|
[Date Prev][Date Next][Thread Prev][Thread Next][Date Index][Thread Index] Re: [PATCH v4] xen/riscv: dump GPRs and CSRs on unexpected traps
On 28.01.2026 12:01, Oleksii Kurochko wrote:
>
> On 1/28/26 11:34 AM, Oleksii Kurochko wrote:
>>
>> On 1/27/26 10:27 AM, Jan Beulich wrote:
>>> On 27.01.2026 10:14, Jan Beulich wrote:
>>>> On 26.01.2026 12:43, Oleksii Kurochko wrote:
>>>>> Provide additional context when an unexpected exception occurs by
>>>>> dumping
>>>>> the relevant Supervisor, Virtual Supervisor (VS), and Hypervisor CSRs,
>>>>> along with the general-purpose registers associated with the trap.
>>>>>
>>>>> Dumping VS-mode CSRs in addition to host CSRs is beneficial when
>>>>> analysing
>>>>> VS-mode traps.
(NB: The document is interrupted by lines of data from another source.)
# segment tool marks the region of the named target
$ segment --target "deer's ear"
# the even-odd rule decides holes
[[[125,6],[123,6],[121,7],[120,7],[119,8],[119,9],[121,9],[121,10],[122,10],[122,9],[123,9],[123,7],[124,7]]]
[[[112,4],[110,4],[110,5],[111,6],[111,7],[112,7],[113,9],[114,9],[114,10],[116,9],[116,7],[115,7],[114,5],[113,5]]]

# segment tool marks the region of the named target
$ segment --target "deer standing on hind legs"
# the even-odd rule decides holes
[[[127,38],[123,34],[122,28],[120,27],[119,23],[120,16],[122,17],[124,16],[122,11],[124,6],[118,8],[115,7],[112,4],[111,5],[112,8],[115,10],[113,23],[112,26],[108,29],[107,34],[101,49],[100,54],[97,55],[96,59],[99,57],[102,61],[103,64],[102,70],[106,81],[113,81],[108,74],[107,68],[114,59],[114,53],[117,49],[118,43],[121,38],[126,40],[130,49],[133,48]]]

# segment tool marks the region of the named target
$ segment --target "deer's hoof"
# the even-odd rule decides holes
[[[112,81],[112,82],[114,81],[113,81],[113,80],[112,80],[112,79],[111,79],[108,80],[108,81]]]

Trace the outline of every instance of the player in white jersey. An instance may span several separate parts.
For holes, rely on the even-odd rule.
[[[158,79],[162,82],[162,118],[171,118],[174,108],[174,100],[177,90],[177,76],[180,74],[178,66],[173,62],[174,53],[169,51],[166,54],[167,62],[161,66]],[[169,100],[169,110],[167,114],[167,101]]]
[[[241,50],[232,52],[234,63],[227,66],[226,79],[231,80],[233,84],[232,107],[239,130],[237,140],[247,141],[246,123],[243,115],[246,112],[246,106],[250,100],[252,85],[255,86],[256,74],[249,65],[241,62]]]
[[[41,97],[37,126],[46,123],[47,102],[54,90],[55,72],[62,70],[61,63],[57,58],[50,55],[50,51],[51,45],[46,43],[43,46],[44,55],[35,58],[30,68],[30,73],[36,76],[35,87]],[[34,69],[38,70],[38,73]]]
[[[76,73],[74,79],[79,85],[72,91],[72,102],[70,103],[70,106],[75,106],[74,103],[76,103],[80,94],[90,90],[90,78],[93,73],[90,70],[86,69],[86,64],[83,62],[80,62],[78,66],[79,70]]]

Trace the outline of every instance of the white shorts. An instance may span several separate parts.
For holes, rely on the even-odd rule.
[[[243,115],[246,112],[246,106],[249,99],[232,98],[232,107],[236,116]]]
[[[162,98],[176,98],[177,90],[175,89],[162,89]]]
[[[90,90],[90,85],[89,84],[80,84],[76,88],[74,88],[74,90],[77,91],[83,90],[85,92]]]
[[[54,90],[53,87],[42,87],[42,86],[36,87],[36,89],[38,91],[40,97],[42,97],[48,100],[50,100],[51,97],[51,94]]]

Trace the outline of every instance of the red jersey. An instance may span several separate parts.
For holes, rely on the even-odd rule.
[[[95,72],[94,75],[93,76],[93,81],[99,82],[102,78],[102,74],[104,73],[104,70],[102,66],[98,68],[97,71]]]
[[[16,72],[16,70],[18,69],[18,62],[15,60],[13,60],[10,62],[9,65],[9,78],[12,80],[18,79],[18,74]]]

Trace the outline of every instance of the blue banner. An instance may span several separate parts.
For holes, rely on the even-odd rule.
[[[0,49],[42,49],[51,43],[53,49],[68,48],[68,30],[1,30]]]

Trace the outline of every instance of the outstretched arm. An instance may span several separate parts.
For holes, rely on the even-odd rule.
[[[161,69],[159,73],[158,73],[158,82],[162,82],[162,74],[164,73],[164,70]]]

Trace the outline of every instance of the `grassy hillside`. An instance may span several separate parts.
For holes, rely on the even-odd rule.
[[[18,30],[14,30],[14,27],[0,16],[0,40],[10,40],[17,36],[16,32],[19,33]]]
VSCAUSE, VSEPC, VSTVAL, and related VS state are
>>>>> required to
>>>>> properly diagnose unexpected guest traps and potential hypervisor
>>>>> misconfiguration.
>>>>> For example, on an illegal-instruction exception the hardware may
>>>>> record
>>>>> the faulting instruction in VSTVAL. If VSTVAL is zero, VSEPC should
>>>>> always
>>>>> be inspected, and can be used together with objdump to identify the
>>>>> faulting instruction. Dumping VSCAUSE is also useful when the guest
>>>>> does
>>>>> not report it, or when the hypervisor redirects a trap to the guest
>>>>> using
>>>>> VSCAUSE, VSTATUS, and VSTVEC, allowing verification that a
>>>>> subsequent trap
>>>>> is not caused by incorrect VS state.
>>>>>
>>>>> Signed-off-by: Oleksii Kurochko <oleksii.kurochko@xxxxxxxxx>
>>>> Acked-by: Jan Beulich <jbeulich@xxxxxxxx>
>>> Hmm, wait, there's another anomaly:
>>>
>>>> I still have a question though, which can be addressed incrementally.
>>>>
>>>>> --- a/xen/arch/riscv/traps.c
>>>>> +++ b/xen/arch/riscv/traps.c
>>>>> @@ -99,12 +99,70 @@ static const char *decode_cause(unsigned long
>>>>> cause)
>>>>> return decode_trap_cause(cause);
>>>>> }
>>>>> +static void dump_general_regs(const struct cpu_user_regs *regs)
>>>>> +{
>>>>> +#define X(regs, name, delim) \
>>>>> + printk("%-4s: %016lx" delim, #name, (regs)->name)
>>>>> +
>>>>> + X(regs, ra, " "); X(regs, sp, "\n");
>>>>> + X(regs, gp, " "); X(regs, tp, "\n");
>>>>> + X(regs, t0, " "); X(regs, t1, "\n");
>>>>> + X(regs, t2, " "); X(regs, s0, "\n");
>>>>> + X(regs, s1, " "); X(regs, a0, "\n");
>>>>> + X(regs, a1, " "); X(regs, a2, "\n");
>>>>> + X(regs, a3, " "); X(regs, a4, "\n");
>>>>> + X(regs, a5, " "); X(regs, a6, "\n");
>>>>> + X(regs, a7, " "); X(regs, s2, "\n");
>>>>> + X(regs, s3, " "); X(regs, s4, "\n");
>>>>> + X(regs, s5, " "); X(regs, s6, "\n");
>>>>> + X(regs, s7, " "); X(regs, s8, "\n");
>>>>> + X(regs, s9, " "); X(regs, s10, "\n");
>>>>> + X(regs, s11, " "); X(regs, t3, "\n");
>>>>> + X(regs, t4, " "); X(regs, t5, "\n");
>>>>> + X(regs, t6, " "); X(regs, sepc, "\n");
>>>> Does this sepc value differ from ...
>>>>
>>>>> +static void dump_csrs(unsigned long cause)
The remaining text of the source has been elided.